Leah Feltham’s dissertation on Children’s Book Apps: A study of their effect on the children’s book market and the publishing industry in the UK has won the annual prize sponsored by the Bookseller for the best Kingston University MA Publishing student dissertation.

Leah Feltham picking up another award last year, for Best Student Researcher

Leah’s research was supervised by Cathy Schofield, former World Book Day Coordinator. Using dissertation supervisors working in the publishing industry, says Kingston’s MA Publishing Course Leader Alison Baverstock, is a real benefit to everyone involved:

‘In addition to guidance from academic tutees, the student works with an industry mentor, and develops work that is genuinely useful to the industry.

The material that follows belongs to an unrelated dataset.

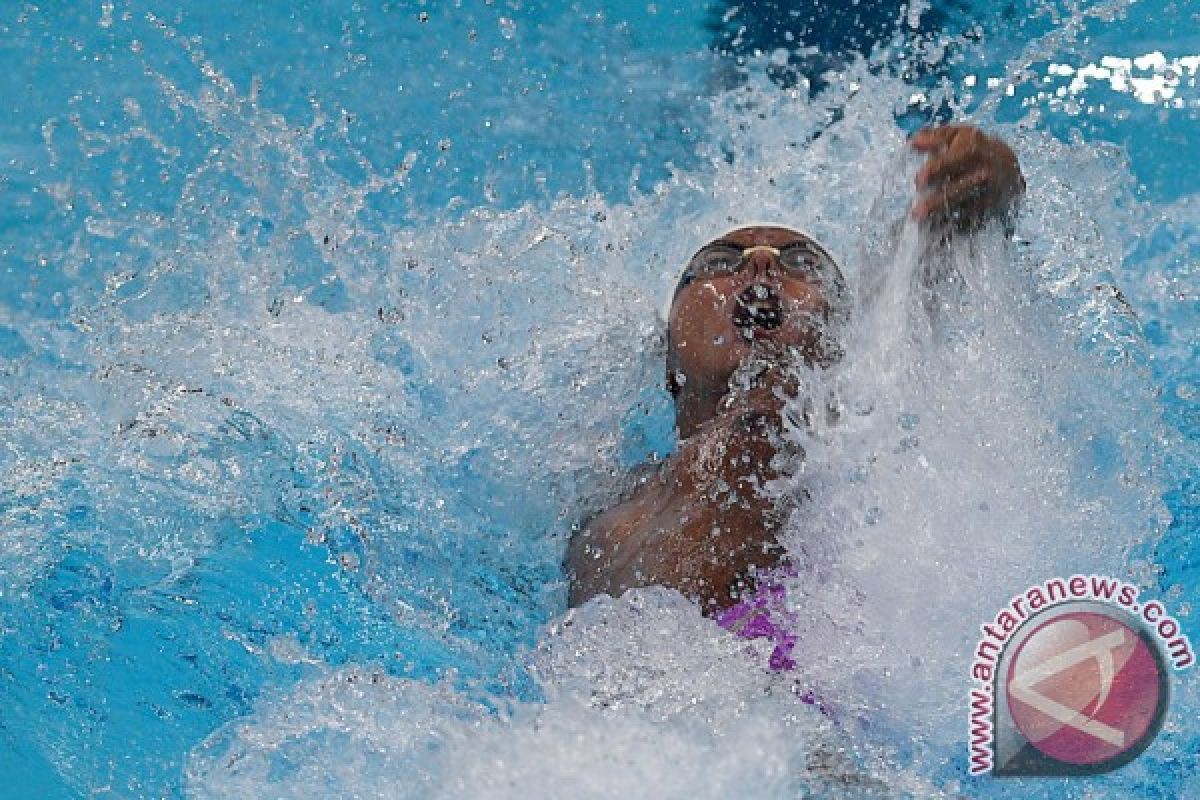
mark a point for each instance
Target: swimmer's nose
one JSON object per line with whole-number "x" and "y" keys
{"x": 762, "y": 264}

Dissertation supervisor Cathy Schofield was initially nervous about Leah’s choice of topic since it is notoriously difficult to find anything out about, those involved are generally secretive and things are changing at an alarming rate. However, she soon changed her opinion:

‘I need not have been concerned.  What Leah has been able to do is to give an overview of the past, present and the potential future in clear and fascinating terms. 

This is exactly the kind of research and presentation that any publisher or other member of the book trade should read carefully to help understand the long-term impact of modern technology on the future of the business and culture of books and reading – not just in the UK, but globally.’

Leah has now completed her MA Publishing degree and is working in marketing at Penguin. As Alison Baverstock says, ‘we’re very proud of her’.